The tarp lays on Wrigley Field after a baseball game between the Atlanta Braves and the Chicago Cubs was postponed on Sunday, April 15, 2018, in Chicago. | AP

“[Saturday’s] game, we were fortunate, actually, that it was played in its entirety because that’s why we won that game, based on how bad the conditions were by the end of the game,” Maddon said. “We’ll take it, but I’m glad that the decision was made this way today. Even if it’s not actually physically raining, there’s a lot of other different reasons that make a game unplayable. [Saturday is] a perfect example.”

The game Sunday was postponed around 10:30 a.m. as the nasty conditions persisted and more were forecast. It will be made up at 1:20 p.m. May 14, one day before the Cubs and Braves begin a three-game series in Atlanta.

Tyler Chatwood (0-2, 4.91), the scheduled starter Sunday, is expected to pitch Monday in the series opener against the Cardinals at Wrigley Field. The rest of the rotation will stay in turn.

“Knowing what we went through [Saturday], I would’ve been fine coming back here [May 14] and playing a doubleheader,” Braves manager Brian Snitker said. “After getting through that, it was literally miserable.”

The forecast Monday doesn’t look optimal, either, though that’s a fact of life playing games in April in Chicago. Maddon said the decision to postpone games shouldn’t always be based on precipitation, even though he thinks it always is.

“There’s times when the game actually isn’t playable based on wind and cold and maybe just a damp field or the field might be wet in and of itself from previous rain,” Maddon said. “I always thought there should be an actual number, like a temperature number, that if it gets below that number, that’s good enough for me. The game wasn’t meant to be played in these -methods.

“There’s so many games to stuff into the regular season, and I get it. And there’s always concerns about making things up based on travel, and I get it. However, that doesn’t mean you should play a game that’s unplayable.”

One idea posed to Maddon was playing more early intra-divisional games, making them easier to postpone and reschedule if needed.

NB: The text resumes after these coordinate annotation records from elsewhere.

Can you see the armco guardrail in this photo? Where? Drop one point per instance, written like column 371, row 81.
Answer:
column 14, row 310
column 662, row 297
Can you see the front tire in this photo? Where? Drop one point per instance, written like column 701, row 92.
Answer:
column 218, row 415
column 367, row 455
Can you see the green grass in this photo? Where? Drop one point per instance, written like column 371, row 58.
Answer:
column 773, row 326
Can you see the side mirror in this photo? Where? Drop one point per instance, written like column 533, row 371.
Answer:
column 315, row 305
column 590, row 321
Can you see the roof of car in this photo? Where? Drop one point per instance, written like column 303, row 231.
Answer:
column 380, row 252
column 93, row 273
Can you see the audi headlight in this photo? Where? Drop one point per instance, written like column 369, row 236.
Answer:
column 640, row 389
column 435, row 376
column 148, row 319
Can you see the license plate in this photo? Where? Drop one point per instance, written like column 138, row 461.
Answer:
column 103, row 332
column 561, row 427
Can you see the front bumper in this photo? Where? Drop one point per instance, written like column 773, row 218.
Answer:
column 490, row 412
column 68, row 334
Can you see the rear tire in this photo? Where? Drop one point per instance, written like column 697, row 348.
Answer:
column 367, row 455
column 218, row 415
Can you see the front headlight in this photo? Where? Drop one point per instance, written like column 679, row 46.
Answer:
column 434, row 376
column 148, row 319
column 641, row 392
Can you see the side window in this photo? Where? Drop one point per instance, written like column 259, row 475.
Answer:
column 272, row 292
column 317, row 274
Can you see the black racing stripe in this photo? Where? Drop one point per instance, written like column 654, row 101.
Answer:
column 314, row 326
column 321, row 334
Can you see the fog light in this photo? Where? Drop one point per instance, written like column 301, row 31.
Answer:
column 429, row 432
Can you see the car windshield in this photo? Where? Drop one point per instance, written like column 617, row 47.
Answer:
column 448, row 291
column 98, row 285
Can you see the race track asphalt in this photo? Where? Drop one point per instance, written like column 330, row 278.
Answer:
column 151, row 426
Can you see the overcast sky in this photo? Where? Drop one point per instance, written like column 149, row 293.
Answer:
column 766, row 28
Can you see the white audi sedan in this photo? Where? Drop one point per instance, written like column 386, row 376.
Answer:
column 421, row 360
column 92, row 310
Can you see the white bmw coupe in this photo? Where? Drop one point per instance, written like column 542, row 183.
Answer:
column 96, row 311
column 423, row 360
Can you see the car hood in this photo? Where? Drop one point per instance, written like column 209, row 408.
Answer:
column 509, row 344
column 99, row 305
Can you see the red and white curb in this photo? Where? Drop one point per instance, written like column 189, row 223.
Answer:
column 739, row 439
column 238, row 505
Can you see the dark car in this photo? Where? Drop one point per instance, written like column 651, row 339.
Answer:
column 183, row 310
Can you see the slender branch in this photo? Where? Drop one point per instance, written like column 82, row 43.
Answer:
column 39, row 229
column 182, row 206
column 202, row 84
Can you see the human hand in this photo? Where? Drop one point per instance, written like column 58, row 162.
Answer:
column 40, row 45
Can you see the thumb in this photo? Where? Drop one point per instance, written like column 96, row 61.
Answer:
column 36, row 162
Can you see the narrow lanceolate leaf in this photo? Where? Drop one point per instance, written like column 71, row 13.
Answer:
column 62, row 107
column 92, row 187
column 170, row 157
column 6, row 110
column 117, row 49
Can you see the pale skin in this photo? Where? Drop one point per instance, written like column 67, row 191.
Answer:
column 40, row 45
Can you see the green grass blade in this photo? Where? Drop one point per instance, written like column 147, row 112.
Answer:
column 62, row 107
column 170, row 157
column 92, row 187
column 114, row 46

“I’m sure it’s really difficult to try to figure,” Maddon said. “I have no idea what it takes to make the schedule up. That looks really impossible, actually. I don’t want to bang on that. I’m just saying the game itself is meant to be played in somewhat decent weather conditions for grip, footing.”

The Cubs persevered in the conditions Saturday for a memorable victory. Maddon again credited his players for how they handled the game. He also said that the way the Braves hit was “really impressive.”

“Nobody complained,” Maddon said of the Cubs. “If they were, they didn’t complain to me. I wasn’t complaining to them.”

On Sunday, Maddon had nothing to complain about.